Comic Books

After Kavalier & Clay became a hit, comic book companies were almost immediately asking Chabon to either allow them to make a comic book spin-off of the noverl or have Chabon write a comic book himself. Here are comic book projects in the works or that have been published as a result of Kavalier & Clay.


When Dark Horse Comics canceled The Amazing Adventures of the Escapist, it left a major dilemma. Plans had already been set forth to publish an on-going series of stories written by Brian K. Vaughan (Ex Machina), and already the first story was in issue #8. The second was ready for print in issue #9 when Dark Horse pulled the plug on the series.

So what do you do when you have all that art and no comic? Make a new one.

The Escapists #1 hit stands in July 2006. Featuring the art of Steve Rolston (Queen & Country) and Jason Alexander (Gotham Central), the six-part mini-series tells the tale of Max Roth and Case Weaver, two indie comic creators in Cleveland who decide to re-launch the Escapist comic.

Chabon personally tapped Vaughan for the story line. “Michael Chabon is easily my favorite living novelist, so imagine my shock when I came home to a message on my machine from him, which said, ‘Brian, I’m calling with urgent League of the Golden Key business,'” Vaughan said on his blog in April 2005.

Rolston was a late addition to the team, after Philip Bond (Vimanarama) left the anthology after one issue. At the time, Rolston told this site he was “happily surprised to get a phone call from Diana Schutz, offering me the gig.”

“I hadn’t worked with her before but she was familiar with my work and Brian had suggested me as an artist,” he said. “As fate would have it, I was about to take a trip to Portland so I was able to meet Diana face-to-face and visit the Dark Horse offices.”


In February 2004, Michael Chabon Presents: The Amazing Adventures of the Escapist debuted. The 80-page quarterly featured stories by various comic book creators and involved the various fictional comic book characters featured in Kavalier & Clay, including the Escapist and Luna Moth. Each story took place in a different time period from the golden age to the modern age. Chabon personally supervised all of the stories and also contributed original stories of his own, including a script for a story about Mr. Machine Gun in issue #7.

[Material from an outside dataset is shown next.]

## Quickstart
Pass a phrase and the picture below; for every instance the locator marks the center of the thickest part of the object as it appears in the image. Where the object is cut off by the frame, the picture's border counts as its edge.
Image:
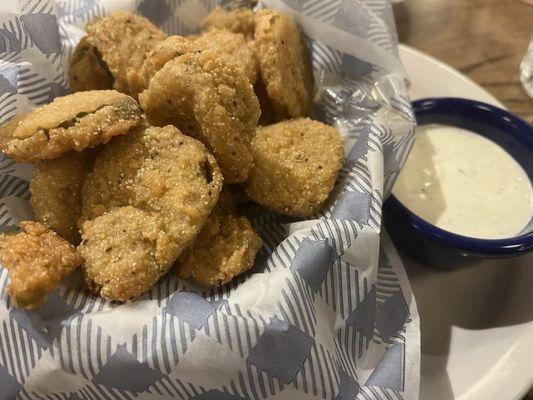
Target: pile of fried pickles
(145, 167)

Other creators involved included Elektra‘s Bill Sienkiewicz and Howard Chaykin (American Flagg!). Chaykin and Chabon previous worked together on McSweeney’s Mammoth Treasury of Thrilling Tales. He will provide both the front cover and a 10-page story.

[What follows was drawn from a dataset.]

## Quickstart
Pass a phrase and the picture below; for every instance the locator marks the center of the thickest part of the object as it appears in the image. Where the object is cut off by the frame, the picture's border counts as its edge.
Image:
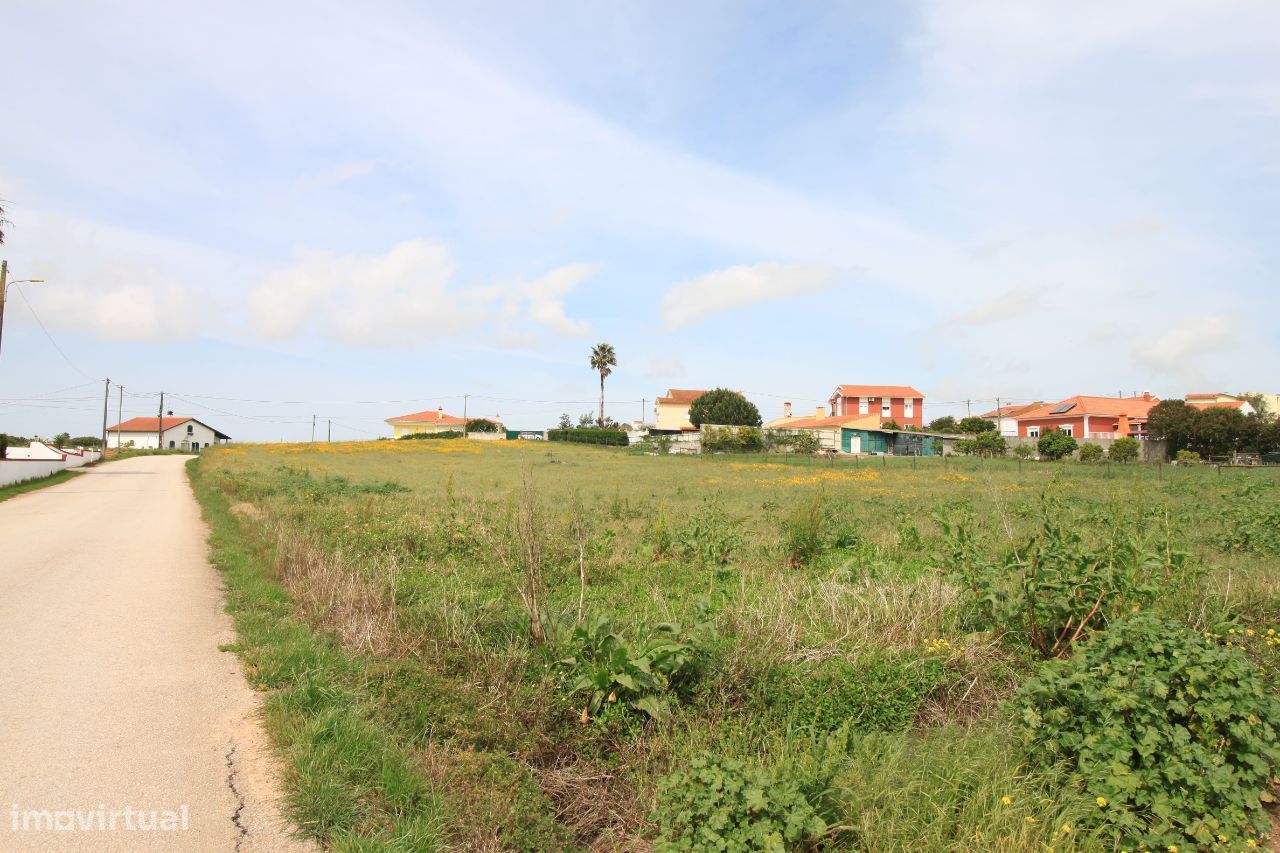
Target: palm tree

“It’ll be a ’50s ‘Escapist’ story. It’s probably going to involve a pastiche of Irving Claw. Irving Claw was the guy who took all the photographs of Bettie Paige. He’s a guy who made a living selling movie star headshots who ended up getting into the business of doing pin-up modeling, sort of as a sideline, because people were constantly asking for it. That’s where Bettie Paige came from. What better thing to do than to do an adventure involving sort of playful bondage with a character like the Escapist, a guy who basically gets out of tight situations.”

Chabon told Entertainment Weekly in September 2003 that the comic would feature the history of the character from 1939 to present. “There’s a point in the ’60s where the character is in dispute, and ends up in the hands of a company that produces hair-care products for an African-American market,” Chabon said.

However, declining sales meant eventually the comic would have to die. Dark Horse canceled it in January 2006. Many of the remaining stories later showed up in The Escapists.

Michael Chabon, in an e-mail at the time, said he was “just glad and grateful to Dark Horse that they’re sticking with it at all and impressed that they’re planning to honor all their outstanding committments to the writers and artists who had already been hired to do work for the quarterly.”


JSA: All-Stars #7 was Michael Chabon’s first published comic book. With art by Michael Lark, this 16-page back-up story featured the Golden Age Mr. Terrific. In an interview with Comics Continuum, Chabon revealed how the project came about:

I agreed to do it because they gave me a chance to write one of my favorite costumed super-hero characters, Mr. Terrific… If you don’t know about Mr. Terrific, and I’m not making this up, he has no powers. He has no powers. But he is really good at stuff. On his chest instead of the usual symbol, he has the words, ‘Fair Play.’ It’s kind of a Wes Anderson kind of a character. So I asked if he was taken – because this is sort of a book where there are different writers for different characters — and when they said he was still available, I said I’d do it.

What I wrote about was Mr. Terrific’s younger brother, who was not so terrific, and what it’s like to have Mr. Terrific as a brother.

The issue hit stores November 11, 2003.